BACKGROUND: Some local areas in England stopped have gluten-free prescriptions for coeliac disease. An explanatory mixed-methods study has investigated the impact of these changes. METHODS: A cross-sectional survey with 1697 participants was followed by 24 qualitative interviews. The survey included questions on the use of prescriptions and healthcare services, as well as the Coeliac Disease Assessment Questionnaire (CDAQ) to assess quality of life. The survey data were analysed by descriptive statistics, analysis of variance and regression analysis, and the interviews were analysed by thematic analysis. Findings from the interviews guided the survey analysis. RESULTS: Dietary burden was significantly different between prescribing and nonprescribing areas, with little impact on other aspects of quality of life.
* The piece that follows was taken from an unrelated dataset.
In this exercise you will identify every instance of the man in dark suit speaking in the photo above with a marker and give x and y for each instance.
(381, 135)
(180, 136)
Survey participants in nonprescribing areas who felt more impacted by the prescription changes reported a lower quality of life. Satisfaction with and use of services was lower in nonprescribing areas. Interviews indicated that, after initial frustrations, most people adapted to the changed prescription policy. However, there was a clear preference for gluten-free prescriptions to be available, in particular for staple foods. CONCLUSIONS: The main quality of life impact was on Dietary burden. It is encouraging that most participants in the present study maintained a good quality of life. However, issues of worse experiences of care, lower follow-up opportunities and inequity arose, and these should be taken into consideration in decisions on gluten-free food prescriptions. The new guidelines for the National Health Service in England have retained prescriptions for bread and flour mixes, which is more limited than the range of staple foods preferred in the present study.